With respect to the presentation of your site, I like it! It's quite stylish and displays well on my phone.
I like your pictures!
Thank you!
Good luck get advertiser support for your "slow web". Oh, wait...
I would question the assumption that advertisers on the internet is a good thing.
I think I wrote this. This is my philosophy for how the web should be. Social media shouldn’t be the main Highway of the web. And the internet should be more of a place to visit, not an always there presence.
the internet peaked in 2000
One of the things I miss about web rings and recommended links is it's people who are passionate about a thing saying here are other folks worth reading about this. Google is a piss poor substitute for the recommendations of people you like to read.
Only problem with slow web is people write what they are working on, they aren't trying to exhaustively create "content". By which I mean, they aren't going to have every answer to every question. You read what's there, you don't go searching for what you want to read.
Something that I have enjoyed recently are blogs by academics, which often have a list of other blogs that they follow. Additionally, in their individual posts, there is often a sense of them being a part of a wider conversation, due to linking to other blogs that have recently discussed an idea.
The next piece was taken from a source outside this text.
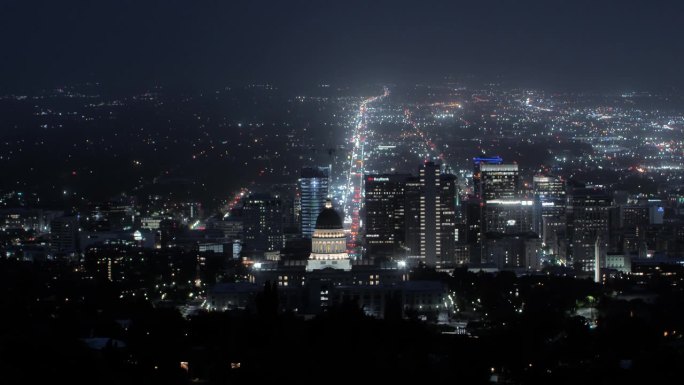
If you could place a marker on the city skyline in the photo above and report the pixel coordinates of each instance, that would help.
(226, 192)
I agree that the small/slow web stuff is more useful for serendipitous discovery rather than searching for answers for particular queries (though I don't consider that a problem with the small/slow web per se, rather with the poor ability to search for non-slop content on the modern web)
Interesting read. It captures a lot of how I feel and what I miss about the "old internet."
I don't know abou that. I don't want to manage visiting dozens of websites.
Technically it is also possible to make interactionless feeds with no live and share bottons
How's visiting dozens of pages different from visiting dozens of websites?
And BTW, on sites where feeds are in fashion, maybe some kind of Usenet upgraded for HTML and Markdown and post\author hyperlinks would be more in place.